The invention relates to medicine, in particular to cardiac surgery, and can be widely used in the surgical treatment of heart diseases of ischemic origin, in particular post-infarction cardiosclerosis, ischemic cardiomyopathy, chronic heart failure, etc.

A known method of surgical treatment of coronary heart disease, which consists in the formation of transmural channels in the myocardium of the left ventricle using laser radiation with a diameter of 0.5-1.0 mm The channels are formed using CO ₂ laser radiation with a wavelength of 10.6 μm, an output power of 250-1000 W at an exposure of 0.03-0.1 s (see patent RU No. 2200042, IPC-7: АВВ 17/00, publ. 03/10/2003).

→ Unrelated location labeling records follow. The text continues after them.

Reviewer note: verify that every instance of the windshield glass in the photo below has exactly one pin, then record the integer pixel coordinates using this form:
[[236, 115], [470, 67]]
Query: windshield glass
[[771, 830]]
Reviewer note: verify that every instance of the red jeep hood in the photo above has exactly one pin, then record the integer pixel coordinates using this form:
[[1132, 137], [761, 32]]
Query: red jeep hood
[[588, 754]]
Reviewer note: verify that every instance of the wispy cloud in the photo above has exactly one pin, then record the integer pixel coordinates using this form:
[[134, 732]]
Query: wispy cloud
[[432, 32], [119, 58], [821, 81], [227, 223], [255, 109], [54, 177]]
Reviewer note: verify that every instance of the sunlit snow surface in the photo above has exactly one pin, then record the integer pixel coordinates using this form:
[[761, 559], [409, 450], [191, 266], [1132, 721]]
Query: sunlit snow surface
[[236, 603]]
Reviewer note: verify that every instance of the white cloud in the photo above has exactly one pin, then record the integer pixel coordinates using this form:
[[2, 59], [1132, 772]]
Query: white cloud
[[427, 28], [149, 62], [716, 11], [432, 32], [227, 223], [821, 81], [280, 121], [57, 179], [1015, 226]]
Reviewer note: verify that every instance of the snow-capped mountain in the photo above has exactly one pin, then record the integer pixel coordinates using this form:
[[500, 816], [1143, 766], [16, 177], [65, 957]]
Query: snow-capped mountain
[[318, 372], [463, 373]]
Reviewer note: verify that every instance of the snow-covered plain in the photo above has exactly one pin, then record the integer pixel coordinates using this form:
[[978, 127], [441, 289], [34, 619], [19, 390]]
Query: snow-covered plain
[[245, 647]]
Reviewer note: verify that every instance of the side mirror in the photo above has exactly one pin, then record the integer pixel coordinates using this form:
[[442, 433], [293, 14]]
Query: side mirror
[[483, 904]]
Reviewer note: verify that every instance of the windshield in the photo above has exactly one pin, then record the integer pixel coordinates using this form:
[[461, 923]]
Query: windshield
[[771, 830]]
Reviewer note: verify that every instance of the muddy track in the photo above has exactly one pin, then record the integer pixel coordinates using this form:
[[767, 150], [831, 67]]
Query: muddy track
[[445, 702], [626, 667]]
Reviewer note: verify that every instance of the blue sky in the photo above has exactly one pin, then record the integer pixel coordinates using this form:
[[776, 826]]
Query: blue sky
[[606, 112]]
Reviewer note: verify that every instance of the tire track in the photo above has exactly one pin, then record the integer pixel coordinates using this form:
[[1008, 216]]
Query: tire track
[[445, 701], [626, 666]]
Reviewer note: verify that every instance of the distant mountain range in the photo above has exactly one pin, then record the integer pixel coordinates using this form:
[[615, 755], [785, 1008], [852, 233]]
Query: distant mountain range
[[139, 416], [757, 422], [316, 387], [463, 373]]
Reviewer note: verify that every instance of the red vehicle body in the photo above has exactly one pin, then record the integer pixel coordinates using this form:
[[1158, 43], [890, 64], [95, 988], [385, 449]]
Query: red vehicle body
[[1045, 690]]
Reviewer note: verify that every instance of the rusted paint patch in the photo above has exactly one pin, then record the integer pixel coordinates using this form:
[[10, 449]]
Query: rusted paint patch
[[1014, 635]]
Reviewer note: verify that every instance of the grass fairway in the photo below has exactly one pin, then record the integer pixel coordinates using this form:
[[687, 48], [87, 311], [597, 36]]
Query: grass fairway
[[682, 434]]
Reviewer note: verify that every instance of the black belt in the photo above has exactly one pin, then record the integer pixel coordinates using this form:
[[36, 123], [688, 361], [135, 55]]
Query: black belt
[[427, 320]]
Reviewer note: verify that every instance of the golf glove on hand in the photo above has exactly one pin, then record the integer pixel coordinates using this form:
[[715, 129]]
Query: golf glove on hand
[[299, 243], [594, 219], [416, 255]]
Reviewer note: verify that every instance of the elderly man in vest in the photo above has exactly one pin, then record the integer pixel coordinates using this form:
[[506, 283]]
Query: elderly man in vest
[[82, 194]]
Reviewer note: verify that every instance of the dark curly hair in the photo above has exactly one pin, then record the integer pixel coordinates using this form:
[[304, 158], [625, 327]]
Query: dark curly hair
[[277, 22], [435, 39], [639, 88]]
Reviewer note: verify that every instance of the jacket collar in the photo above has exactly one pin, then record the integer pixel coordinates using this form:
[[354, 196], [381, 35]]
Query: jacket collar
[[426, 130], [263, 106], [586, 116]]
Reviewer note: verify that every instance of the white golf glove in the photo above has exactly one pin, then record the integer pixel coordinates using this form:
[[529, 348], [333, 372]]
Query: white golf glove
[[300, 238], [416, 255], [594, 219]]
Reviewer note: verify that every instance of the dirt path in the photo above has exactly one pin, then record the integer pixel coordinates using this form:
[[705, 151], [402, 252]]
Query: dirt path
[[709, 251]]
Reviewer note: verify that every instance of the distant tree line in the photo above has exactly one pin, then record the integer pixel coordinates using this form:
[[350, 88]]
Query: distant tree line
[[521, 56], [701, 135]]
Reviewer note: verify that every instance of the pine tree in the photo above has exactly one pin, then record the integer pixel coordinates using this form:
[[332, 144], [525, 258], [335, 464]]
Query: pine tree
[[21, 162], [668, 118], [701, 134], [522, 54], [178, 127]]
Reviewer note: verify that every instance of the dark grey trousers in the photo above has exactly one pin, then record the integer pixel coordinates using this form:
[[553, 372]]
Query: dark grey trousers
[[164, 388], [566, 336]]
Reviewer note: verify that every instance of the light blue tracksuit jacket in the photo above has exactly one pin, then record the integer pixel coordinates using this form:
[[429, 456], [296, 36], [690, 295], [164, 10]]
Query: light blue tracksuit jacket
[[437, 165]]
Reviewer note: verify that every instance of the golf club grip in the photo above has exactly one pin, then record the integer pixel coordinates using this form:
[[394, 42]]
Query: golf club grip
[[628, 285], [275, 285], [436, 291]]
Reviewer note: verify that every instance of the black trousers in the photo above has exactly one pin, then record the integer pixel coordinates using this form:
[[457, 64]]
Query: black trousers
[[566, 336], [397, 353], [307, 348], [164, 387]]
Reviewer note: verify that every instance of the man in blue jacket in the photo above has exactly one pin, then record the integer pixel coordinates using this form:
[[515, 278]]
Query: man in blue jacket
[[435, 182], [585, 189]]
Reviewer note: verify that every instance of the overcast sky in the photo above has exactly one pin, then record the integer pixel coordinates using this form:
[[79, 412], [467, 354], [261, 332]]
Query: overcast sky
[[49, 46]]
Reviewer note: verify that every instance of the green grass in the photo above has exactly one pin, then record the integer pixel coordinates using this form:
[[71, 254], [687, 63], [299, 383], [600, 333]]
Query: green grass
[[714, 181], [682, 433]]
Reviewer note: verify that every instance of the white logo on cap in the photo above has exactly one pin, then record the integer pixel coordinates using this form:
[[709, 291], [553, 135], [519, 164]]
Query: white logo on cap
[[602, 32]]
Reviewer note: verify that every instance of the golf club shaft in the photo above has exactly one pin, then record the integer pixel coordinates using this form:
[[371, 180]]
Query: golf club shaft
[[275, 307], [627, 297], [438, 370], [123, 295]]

According to the authors, the known method allows to increase the functioning of the newly formed vessels.

Despite the fact that laser revascularization surgery allows the formation of a new vascular bed in the ischemic myocardium that compensates for circulatory failure, this is not enough to restore the contractile function of the heart, since the structure of the damaged myocardium is not restored.

A known method of treating coronary heart disease by using cell transplantation is the introduction of autologous atrial cardiomyocytes into the necrosis zone (see application RU No. 20011131388, IPC-7: A61K 35/34, publ. 10.08.2003).

According to the authors of this method, this technique allows you to restore the structure and function of the disabled myocardium.

However, it is the use of autologous atrial cardiomyocytes that are not able to divide that makes the introduced structure less capable of engraftment in cardiac tissue.

And their introduction into the necrosis zone further reduces the ability to engraft.

However, the vascular bed is not restored sufficiently.

There is a known method of stem cell implantation in the myocardium in the experiment, chosen as the closest analogue, which consists in preliminary creating blind channels in the myocardial areas with a post-infarction scar using a laser beam and introducing stem cells into this channel with subsequent stitching of the hole with a previously applied purse string suture (see patent RU No. 2237440, IPC-7: АВВ 17/00, publ. 10.10.2004).

According to the authors, the known method allows to increase the accuracy of localization of implanted autologous stem cells and to achieve their minimum trauma.

In the known method, stem cells are isolated in a separate biological protection box from the bone marrow of the ribs of an experimental animal with experimental myocardial ischemia removed from the animal as a result of its subperiosteal resection.

As you can see, the known method is quite traumatic and not acceptable to humans.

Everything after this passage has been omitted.